It's looking increasingly as if 2014 will be a false deadline in Afghanistan, with more SAS hand-holding needed for years to come. With the government expected to come under renewed pressure to make a greater commitment, what choice is the PM likely to make?
As the war in Afghanistan closes in on its 10th anniversary, the questions it provokes aren't getting any easier, and as we've felt this weekend with the loss of another New Zealand solider, the cost isn't getting any less, either.
The question bubbling to the surface now is that of withdrawal and how much more will be asked of New Zealand troops.
If you've read Pundit much in recent years, you'll know my view - that the invasion in 2001 was a terrible mistake, but once made, our obligation to the people of Afghanistan has been to follow through and help them avoid again becoming a failed state. And yes, I recognise what an immense task that is.
The state of play at the moment is mixed, to say the least. Greater success in Afghanistan has been countered by more troubles with Pakistan. A record number of insurgent deaths in the past 18 months has been matched by record numbers of civilians and foreign troops losing their lives. This year is on track to be the second worst of the war in terms of casualties - the worst being 2010.
The New York Times reports that in the first six months of this year, the total number of casualties in Afghanistan was 1462, the highest of any comparable period.
While a huge effort has gone on training Afghan security forces in the past two years - at a cost of $15 billion this year alone - they're still not ready. Which is why our SAS is there, holding their hand.
If you're an ordinary Afghan you might be thinking that while the Taliban is taking a hammering at the moment, its followers are here to stay, the government's corrupt with weak security forces, and the foreign troops are on their way out. So who would you be backing? And if you're a western soldier, you've got to be asking what you're risking your life for when the likes of Napolean and Churchill, haven't been able to impose a lasting order on Afghanistan.
Already, 65 foreign troops have died trying this month. Actually, make that 66.
Prime Minister John Key says this is no time to "cut and run" and our SAS should stay until March next year as planned, and our Provincial Reconstruction Team (PRT) until 2014. And I'd agree, as far as that goes.
The problem is, what happens after? If it's our duty to be there now - and in our national interest, as the PM believes - why not in six months? Or six years? What's so special about 2014? (except that the US has run out of money and will). And what's our ultimate responsibility?
I suspect that question will become more intense in the coming months, asked mostly by our allies. British Special Representative Mark Sedwill is on his way to New Zealand - via Australia - as I write, to brief our top brass and defence minister this week. The assumption around his trip is that he's coming to ask for a greater commitment from us.
Whether that means more troops or more time, I'm not sure.

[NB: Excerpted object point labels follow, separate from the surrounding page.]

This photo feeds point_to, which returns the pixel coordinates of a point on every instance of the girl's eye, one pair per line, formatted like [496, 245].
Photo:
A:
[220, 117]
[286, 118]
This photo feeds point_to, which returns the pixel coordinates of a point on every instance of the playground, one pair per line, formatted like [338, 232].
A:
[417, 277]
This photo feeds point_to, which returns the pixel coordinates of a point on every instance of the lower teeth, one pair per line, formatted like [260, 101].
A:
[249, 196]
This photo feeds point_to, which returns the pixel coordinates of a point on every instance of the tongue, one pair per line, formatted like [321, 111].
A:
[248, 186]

But our allies aren't likely to let us off the hook in a hurry, in part because the SAS are doing such a good job. The Afghan army still needs them and will do well beyond March.

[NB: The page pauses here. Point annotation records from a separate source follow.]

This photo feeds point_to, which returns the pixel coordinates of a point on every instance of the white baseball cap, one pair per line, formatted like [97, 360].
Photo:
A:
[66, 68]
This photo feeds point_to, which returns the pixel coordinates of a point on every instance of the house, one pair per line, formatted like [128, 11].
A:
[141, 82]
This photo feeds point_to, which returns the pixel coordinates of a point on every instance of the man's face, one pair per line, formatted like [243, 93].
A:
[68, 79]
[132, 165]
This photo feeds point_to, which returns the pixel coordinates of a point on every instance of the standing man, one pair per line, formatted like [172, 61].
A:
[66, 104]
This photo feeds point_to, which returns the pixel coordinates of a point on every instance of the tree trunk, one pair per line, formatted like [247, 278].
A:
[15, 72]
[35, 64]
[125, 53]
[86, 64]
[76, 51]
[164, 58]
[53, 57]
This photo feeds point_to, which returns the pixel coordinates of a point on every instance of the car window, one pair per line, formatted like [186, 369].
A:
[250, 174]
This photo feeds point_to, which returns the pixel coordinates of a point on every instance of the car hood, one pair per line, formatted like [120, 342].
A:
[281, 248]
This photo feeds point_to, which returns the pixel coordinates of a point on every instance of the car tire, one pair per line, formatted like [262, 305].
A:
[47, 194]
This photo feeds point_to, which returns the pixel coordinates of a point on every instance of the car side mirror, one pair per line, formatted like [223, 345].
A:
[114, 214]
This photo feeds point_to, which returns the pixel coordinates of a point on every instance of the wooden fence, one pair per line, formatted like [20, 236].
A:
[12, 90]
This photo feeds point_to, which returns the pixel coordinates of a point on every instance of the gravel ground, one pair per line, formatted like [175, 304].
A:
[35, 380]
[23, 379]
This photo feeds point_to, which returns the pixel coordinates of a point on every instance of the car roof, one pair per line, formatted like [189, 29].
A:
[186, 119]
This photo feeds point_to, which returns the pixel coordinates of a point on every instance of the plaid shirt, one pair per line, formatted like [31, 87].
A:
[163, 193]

Of course, this latest death makes it the worst possible time for the British or others to be asking us for more. If there was any public mood for a longer stay for our SAS and PRT, there will be even less now.
John Key seems to be keenly aware of this, his antenna as alive as usual, saying on Q+A a few weeks ago that "the time for our men to be serving in Afghanistan in terms of the SAS has to come to an end because at one point, they're only a small unit, and they need to regroup and need to have some time back in New Zealand".
He's rolled out similar lines this weekend, seemingly drawing a line in the sand. On the other hand, he's used the SAS deployment to send the message to NATO capitals that New Zealand is firmly back in the arms of the Western alliance. Is he willing to risk undermining that message and what he sees as the associated gains in diplomacy and, potentially, trade?
It's interesting to note that what his words don't rule out is sending the SAS back again after that "regrouping" has taken place. And that should probably be the next question for the press gallery this week.
On Q+A today, Guardian correspondent Jon Boone said:
"I think everyone accepts that there’s going to have to be an extremely long presence of foreign forces... these Afghan commandos are really quite good and they’re getting better, but they’ll probably never be able to deal with a siege like this. For the discernible future, long past 2014, I would have thought, you will need foreign special forces operating quick-reaction teams in Kabul as well as, you know, a sizeable foreign troop contribution."
That's a message no politician in the West wants to hear, least of all John Key. It makes a nonsense of the public assumption that it's almost done and dusted, all will be well and the boys will be home soon.
The expectation is growing that more will be needed. Or, at least, requested. New Zealand needs to start thinking about what our answer will be.